Ordinary Things

I am sitting at my desk with half a chicken sandwich. It is taking up less and less room in my cubicle as I process its transfer from outside my body to the inside.

My colleague, Brendan, has just likened his working here to a tree with roots that won't let go of the earth that sustains them. His intention is to put down a tap root so deep and so strong, that he will be here as long as the oak trees outside. I resist reminding him he is both new and young. Enthusiasm is a wonderful thing and oughtn't be distilled for anything - time will work its wonders soon enough.

This lunch hour is devoted to writing. First to you; then to my Grandfather. I am also poised to answer my phone should it ring, as my cousin mentioned she might call. She is another with abounding enthusiasm and creativity - a joy to spend any time with and Lord only knows, I don't spend enough time with her.

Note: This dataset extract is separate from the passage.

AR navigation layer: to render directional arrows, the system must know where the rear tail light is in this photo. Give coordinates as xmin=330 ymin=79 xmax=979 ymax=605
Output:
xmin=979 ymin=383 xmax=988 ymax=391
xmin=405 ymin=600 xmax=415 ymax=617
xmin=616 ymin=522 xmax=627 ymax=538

It's a fine, clear, cold day in Melbourne today. Most people are coat and scarved, with the exception of a few young girls this morning who shivered, dragging their sleeves over their hands trying to be warm, in wholey inappropriate clothes for this weather.

I'll away to write my scrawl across some paper to send to my Grandfather and leave you with something nice to read:

As I stood on the roof of my house, taking in this unexpected view, it struck me how glorious it was that this was exactly how this land must have looked to centuries of people, quietly going about their daily business – eating, sleeping, having sex, endeavouring to be amused – and it occurred to me, with the forcefulness of a thought experienced in 360 degrees, that that's really what history mostly is: masses of people doing ordinary things. Even Einstein will have spent large parts of his life thinking about his holidays or new hammock or how dainty was the ankle on the young lady alighting from the tram across the street. These are the sorts of things that fill our lives and thoughts, and yet we treat them as incidental and hardly worthy of serious consideration.